Division of Endocrinology and Kogod Center on Aging, Mayo Clinic College of Medicine, Rochester, Minnesota 55905.
Endocr Rev. 2017 Aug 1;38(4):325-350. doi: 10.1210/er.2015-1114.
Cathepsin K is a cysteine protease member of the cathepsin lysosomal protease family. Although cathepsin K is highly expressed in osteoclasts, lower levels of cathepsin K are also found in a variety of other tissues. Secretion of cathepsin K from the osteoclast into the sealed osteoclast-bone cell interface results in efficient degradation of type I collagen. The absence of cathepsin K activity in humans results in pycnodysostosis, characterized by increased bone mineral density and fractures. Pharmacologic cathepsin K inhibition leads to continuous increases in bone mineral density for ≤5 years of treatment and improves bone strength at the spine and hip. Compared with other antiresorptive agents, cathepsin K inhibition is nearly equally efficacious for reducing biochemical markers of bone resorption but comparatively less active for reducing bone formation markers. Despite multiple efforts to develop cathepsin K inhibitors, potential concerns related to off-target effects of the inhibitors against other cathepsins and cathepsin K inhibition at nonbone sites, including skin and perhaps cardiovascular and cerebrovascular sites, prolonged the regulatory approval process. A large multinational randomized, double-blind phase III study of odanacatib in postmenopausal women with osteoporosis was recently completed. Although that study demonstrated clinically relevant reductions in fractures at multiple sites, odanacatib was ultimately withdrawn from the regulatory approval process after it was found to be associated with an increased risk of cerebrovascular accidents. Nonetheless, the underlying biology and clinical effects of cathepsin K inhibition remain of considerable interest and could guide future therapeutic approaches for osteoporosis.

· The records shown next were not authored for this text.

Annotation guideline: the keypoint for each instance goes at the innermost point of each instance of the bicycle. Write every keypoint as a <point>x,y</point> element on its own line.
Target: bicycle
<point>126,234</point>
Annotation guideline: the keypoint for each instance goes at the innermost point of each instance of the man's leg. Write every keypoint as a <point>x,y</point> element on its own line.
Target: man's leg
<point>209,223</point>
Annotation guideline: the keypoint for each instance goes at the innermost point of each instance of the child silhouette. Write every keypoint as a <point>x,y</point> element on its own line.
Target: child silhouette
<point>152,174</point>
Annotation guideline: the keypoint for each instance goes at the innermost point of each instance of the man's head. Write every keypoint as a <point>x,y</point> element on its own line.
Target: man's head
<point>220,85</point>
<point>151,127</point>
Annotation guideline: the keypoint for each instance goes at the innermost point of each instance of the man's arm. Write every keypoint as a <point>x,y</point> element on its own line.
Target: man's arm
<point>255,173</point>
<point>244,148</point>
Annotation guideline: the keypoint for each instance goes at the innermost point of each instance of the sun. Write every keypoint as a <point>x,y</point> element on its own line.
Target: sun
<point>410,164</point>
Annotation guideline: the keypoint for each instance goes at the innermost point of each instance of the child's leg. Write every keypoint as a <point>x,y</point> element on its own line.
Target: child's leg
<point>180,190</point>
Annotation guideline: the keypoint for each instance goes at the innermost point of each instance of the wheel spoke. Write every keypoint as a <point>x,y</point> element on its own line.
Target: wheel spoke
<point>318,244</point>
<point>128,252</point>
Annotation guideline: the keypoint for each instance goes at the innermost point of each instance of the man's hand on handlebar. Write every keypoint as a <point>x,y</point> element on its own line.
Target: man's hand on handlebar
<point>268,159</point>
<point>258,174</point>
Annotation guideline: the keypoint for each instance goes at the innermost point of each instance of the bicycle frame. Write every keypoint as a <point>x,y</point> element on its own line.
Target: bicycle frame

组织蛋白酶 K 是组织蛋白酶溶酶体蛋白酶家族的半胱氨酸蛋白酶成员。尽管组织蛋白酶 K 在破骨细胞中高度表达,但在各种其他组织中也发现了较低水平的组织蛋白酶 K。组织蛋白酶 K 从破骨细胞分泌到封闭的破骨细胞-骨细胞界面,导致 I 型胶原的有效降解。人类缺乏组织蛋白酶 K 活性会导致骨质疏松症,其特征是骨矿物质密度增加和骨折。组织蛋白酶 K 的药理学抑制导致骨矿物质密度持续增加长达 5 年的治疗,并改善脊柱和臀部的骨强度。与其他抗吸收剂相比,组织蛋白酶 K 抑制对于降低骨吸收的生化标志物几乎同样有效,但对于降低骨形成标志物的活性相对较低。尽管为开发组织蛋白酶 K 抑制剂做出了多种努力,但抑制剂对其他组织蛋白酶的脱靶效应以及非骨骼部位(包括皮肤,甚至心血管和脑血管部位)的组织蛋白酶 K 抑制的潜在担忧延长了监管审批过程。最近完成了一项大型多中心、随机、双盲 III 期奥达那昔单抗治疗绝经后骨质疏松症妇女的研究。尽管该研究表明在多个部位骨折的临床相关降低,但奥达那昔单抗最终被撤出监管审批程序,因为它与中风风险增加有关。尽管如此,组织蛋白酶 K 抑制的潜在生物学和临床效应仍然引起了相当大的兴趣,并可能为骨质疏松症的未来治疗方法提供指导。